Personal information
- Full name: Sergey Sergeyevich Ridzik
- Nationality: Russia
- Born: 25 October 1992 (age 33) Monchegorsk, Murmansk Oblast, Russia

Sport
- Sport: Skiing

Medal record
Men's freestyle skiing
Representing ROC
Olympic Games
| Bronze medal – third place | 2022 Beijing | Ski cross |
Representing Olympic Athletes from Russia
Olympic Games
| Bronze medal – third place | 2018 Pyeongchang | Ski cross |

= Sergey Ridzik =

Russian freestyle skier

Sergey Sergeyevich Ridzik (Сергей Серге́евич Ридзик, born 25 October 1992, Monchegorsk, Murmansk Oblast, Russia) is a Russian freestyle skier.
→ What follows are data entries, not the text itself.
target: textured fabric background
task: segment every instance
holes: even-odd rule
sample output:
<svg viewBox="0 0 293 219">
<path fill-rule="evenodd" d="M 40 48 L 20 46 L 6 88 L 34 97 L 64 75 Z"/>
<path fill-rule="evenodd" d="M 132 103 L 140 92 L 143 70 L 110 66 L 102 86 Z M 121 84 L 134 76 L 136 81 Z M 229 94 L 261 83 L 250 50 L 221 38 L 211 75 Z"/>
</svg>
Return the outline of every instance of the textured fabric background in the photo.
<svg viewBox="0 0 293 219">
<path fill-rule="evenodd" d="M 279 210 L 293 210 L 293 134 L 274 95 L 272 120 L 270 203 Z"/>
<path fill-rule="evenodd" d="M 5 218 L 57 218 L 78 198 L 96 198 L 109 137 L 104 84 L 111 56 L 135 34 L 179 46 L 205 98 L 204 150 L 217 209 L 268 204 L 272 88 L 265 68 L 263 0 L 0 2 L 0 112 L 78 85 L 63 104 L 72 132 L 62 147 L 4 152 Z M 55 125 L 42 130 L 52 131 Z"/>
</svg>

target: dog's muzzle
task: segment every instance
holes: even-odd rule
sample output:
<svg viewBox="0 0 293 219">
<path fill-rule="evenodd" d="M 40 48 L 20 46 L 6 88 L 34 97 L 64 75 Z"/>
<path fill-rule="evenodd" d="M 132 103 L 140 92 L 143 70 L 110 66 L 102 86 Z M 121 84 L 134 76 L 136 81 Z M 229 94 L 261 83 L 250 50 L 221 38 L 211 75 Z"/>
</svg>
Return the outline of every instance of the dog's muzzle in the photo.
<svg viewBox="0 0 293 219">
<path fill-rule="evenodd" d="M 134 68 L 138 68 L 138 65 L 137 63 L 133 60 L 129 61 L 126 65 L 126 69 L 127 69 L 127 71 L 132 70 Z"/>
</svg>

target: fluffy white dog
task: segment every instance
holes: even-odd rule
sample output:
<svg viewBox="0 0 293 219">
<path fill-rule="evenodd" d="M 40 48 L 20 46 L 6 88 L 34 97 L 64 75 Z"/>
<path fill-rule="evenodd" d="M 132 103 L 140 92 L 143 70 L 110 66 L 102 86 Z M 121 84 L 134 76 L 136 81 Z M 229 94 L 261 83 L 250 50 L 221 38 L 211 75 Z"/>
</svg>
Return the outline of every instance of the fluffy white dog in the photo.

Competing for Independent Olympic Athletes from Russia at the 2018 Winter Olympics, he won a bronze medal in the ski cross. He replicated this success at the 2022 Winter Olympics in Beijing.

==Career==
Ridzik was an alpine skier but, in 2011, switched to freestyle skiing. He did not qualify for the 2014 Winter Olympics, and after the Olympics was seriously injured and could not compete for several months. On 15 December 2017, he won a World Cup race in Montafon, his only World Cup win by the time of the Olympics.

He subsequently qualified for the 2018 Winter Olympics and made it to the big final, where four athletes competed for the medals. In the finals, Ridzik collided with Kevin Drury, and they both fell. Ridzik stood up and finished third, getting the bronze medal (Drury was subsequently disqualified).